Cette communauté, située dans la rue Plâtrière, avoit été instituée dans l'intention charitable de procurer aux jeunes filles pauvres du quartier un moyen honnête d'existence, en les élevant gratuitement dans les différents genres d'industrie propres à leur sexe, tels que la couture, la broderie, la tapisserie, etc.[234] Léonard de Lamet, curé de Saint-Eustache, avoit conçu l'idée de cet établissement, à la formation duquel plusieurs personnes pieuses s'empressèrent de concourir. Ces premières libéralités suffirent aux besoins les plus pressants de cette maison, qui ne fut d'abord composée que de trois sœurs; mais en 1681, trois ans après sa fondation, on y comptoit déjà quinze sœurs-maîtresses, qui donnoient des leçons à plus de deux cents jeunes filles. Le roi, convaincu des avantages que la classe indigente pouvoit retirer d'un pareil établissement, le confirma par lettres-patentes du mois de mars 1682, enregistrées le 28 août 1683. Par ces lettres il est dit que cette communauté jouira de toutes les franchises et priviléges des maisons de fondation royale, à condition néanmoins qu'elle ne pourra être changée en maison de profession religieuse, et qu'elle continuera, comme elle a commencé, à remplir l'objet de son institution. La même année M. de Colbert lui fit don de 500 livres de rentes.

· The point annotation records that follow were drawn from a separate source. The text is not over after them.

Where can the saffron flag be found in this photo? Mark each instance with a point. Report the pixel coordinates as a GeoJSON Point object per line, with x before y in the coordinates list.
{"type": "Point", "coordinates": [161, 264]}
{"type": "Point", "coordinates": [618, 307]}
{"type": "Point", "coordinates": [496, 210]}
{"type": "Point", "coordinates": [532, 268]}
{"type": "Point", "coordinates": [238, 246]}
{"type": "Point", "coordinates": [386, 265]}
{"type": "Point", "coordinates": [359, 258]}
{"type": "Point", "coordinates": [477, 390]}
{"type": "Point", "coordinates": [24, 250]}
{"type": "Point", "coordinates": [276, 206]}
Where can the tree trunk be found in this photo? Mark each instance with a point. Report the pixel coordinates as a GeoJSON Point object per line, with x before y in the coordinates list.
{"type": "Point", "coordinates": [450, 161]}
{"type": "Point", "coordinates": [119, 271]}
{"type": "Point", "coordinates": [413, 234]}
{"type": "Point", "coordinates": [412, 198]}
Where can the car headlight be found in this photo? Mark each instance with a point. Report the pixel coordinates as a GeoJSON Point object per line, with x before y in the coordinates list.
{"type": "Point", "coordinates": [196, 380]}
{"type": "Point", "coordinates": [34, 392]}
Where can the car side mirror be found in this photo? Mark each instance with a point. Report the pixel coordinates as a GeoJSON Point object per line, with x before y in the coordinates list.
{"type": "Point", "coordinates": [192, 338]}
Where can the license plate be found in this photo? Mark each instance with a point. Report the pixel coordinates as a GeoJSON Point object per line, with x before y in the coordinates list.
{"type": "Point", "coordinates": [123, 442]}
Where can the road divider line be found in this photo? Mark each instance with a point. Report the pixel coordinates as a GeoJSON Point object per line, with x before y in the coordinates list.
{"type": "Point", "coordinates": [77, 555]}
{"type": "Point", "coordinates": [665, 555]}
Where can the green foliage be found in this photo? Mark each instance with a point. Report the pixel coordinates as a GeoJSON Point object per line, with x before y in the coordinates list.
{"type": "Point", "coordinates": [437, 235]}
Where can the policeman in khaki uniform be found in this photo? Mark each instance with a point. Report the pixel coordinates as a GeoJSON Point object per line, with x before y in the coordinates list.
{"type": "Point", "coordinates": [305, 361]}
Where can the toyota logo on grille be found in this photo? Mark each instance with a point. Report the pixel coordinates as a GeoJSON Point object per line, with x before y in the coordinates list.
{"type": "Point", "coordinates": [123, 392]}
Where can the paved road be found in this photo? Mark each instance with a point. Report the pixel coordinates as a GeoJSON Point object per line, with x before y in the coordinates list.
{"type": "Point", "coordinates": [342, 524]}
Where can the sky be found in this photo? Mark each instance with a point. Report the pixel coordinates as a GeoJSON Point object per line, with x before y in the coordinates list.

Rien n'étoit comparable au zèle et à la charité des saintes filles qui dirigeoient cette utile fondation. Dans l'extrême pauvreté où elles vivoient, elles se privoient souvent du nécessaire pour fournir aux besoins des enfants qui leur étoient confiés. On les vit, dans l'hiver rigoureux de 1709, et dans la disette qui le suivit, pousser cette ardente charité jusqu'à sacrifier leur contrat de 500 livres, seul bien qu'elles possédassent, pour acheter la farine nécessaire à la subsistance de leurs pauvres petites élèves. Tels sont les prodiges du christianisme; et une vertu si touchante mérite d'autant plus d'être louée, que, trouvant en elle-même la seule récompense qu'elle désire, elle évite la louange, et fait ses délices de l'obscurité.
Le curé de Saint-Eustache étoit chargé de la surveillance de la communauté de Sainte-Agnès, dont la maison avoit, dans la rue du Jour, une porte par laquelle les sœurs se rendoient à l'office divin de la paroisse. On y prenoit aussi en pension de jeunes demoiselles qui recevoient une éducation honorable et chrétienne dans une partie de l'édifice séparée de l'école des pauvres filles[235].